I'm grateful to Engadget and Michael Gartenberg for reminding me that we've just passed the tenth anniversary of Windows Mobile. Microsoft introduced the new OS on 19 April 2000 in New York and set the scene for the PDA (personal digital assistant) for at least the next seven years, until the iPhone changed the world. Since then it's been a downward slippery path for WM, although Microsoft is now putting its efforts into Windows Phone 7 and early reports look promising.

I remember all this distinctly because I was front of the queue for one of the original Compaq iPAQs. It was a great device, I thought at the time, and the answer to my dreams of portable computing. It had a very nifty dock for the desk and it could be equipped with a variety of plastic sleeves--a bit like today's iPhone battery cases--that offered expansion facilities such as PCMCIA and Compact Flash cards.

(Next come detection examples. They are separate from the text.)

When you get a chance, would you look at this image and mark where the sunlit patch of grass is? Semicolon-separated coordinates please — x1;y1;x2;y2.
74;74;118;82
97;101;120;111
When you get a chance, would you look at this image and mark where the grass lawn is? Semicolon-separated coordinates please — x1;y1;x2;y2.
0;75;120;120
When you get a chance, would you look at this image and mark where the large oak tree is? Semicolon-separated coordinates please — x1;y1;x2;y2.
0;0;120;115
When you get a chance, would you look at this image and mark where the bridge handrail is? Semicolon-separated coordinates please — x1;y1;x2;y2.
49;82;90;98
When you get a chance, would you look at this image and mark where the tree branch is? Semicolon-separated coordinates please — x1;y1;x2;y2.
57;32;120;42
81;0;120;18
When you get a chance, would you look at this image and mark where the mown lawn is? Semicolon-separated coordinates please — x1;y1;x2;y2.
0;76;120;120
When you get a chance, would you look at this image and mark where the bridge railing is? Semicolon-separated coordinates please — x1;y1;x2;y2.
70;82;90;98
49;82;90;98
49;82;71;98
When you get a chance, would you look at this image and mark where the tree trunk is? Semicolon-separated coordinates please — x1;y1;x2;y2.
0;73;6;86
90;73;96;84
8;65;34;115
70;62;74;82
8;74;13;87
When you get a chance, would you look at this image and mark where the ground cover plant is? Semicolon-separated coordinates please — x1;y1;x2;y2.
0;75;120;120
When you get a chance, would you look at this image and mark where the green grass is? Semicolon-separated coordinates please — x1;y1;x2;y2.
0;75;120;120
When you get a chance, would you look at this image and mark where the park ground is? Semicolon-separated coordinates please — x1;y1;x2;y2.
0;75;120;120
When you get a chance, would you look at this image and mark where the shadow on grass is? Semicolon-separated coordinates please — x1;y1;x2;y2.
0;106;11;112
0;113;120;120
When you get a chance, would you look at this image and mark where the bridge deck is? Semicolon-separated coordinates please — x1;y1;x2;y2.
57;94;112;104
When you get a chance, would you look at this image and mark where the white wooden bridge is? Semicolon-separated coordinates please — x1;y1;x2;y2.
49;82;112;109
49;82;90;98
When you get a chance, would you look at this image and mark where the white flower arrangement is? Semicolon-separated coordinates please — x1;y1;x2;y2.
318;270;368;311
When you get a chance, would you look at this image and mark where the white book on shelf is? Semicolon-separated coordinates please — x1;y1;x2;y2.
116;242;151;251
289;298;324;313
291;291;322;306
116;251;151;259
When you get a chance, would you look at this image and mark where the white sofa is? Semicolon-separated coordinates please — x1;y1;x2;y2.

Later models of the iPAQ including phone capabilities and was wedded to one of these for a whole year. It wasn't the most wieldy of phones, of course, but it made a good stab at doing the sort of PIM and communications tasks we now take for granted in the iPhone. But I remember it mostly for a very expensive incident when I had stowed the phone in the pannier of my motorcycle for a 200-mile trip. For some unfathomable reason vibration caused the phone repeatedly to dial the last number called. This number, unfortunately, was on the other side of Europe and I subsequently received an eye-watering phone bill. They say we live and learn....

I was loyal to Windows Mobile until two years ago when I finally gave in to pressure from the iPhone. Later PDA/phones such as the Treo 750 were a great improvement on the earlier devices, had a good keyboard and were pretty svelte. But synchronisation, particularly with Mac, was never super smooth. 

The original Windows Mobile and the iPAQ, HP Jornado and Casio, represented a huge step forward in 2000. For the first time it was possible to have your office in your pocket. Now we have the whole world in our pocket.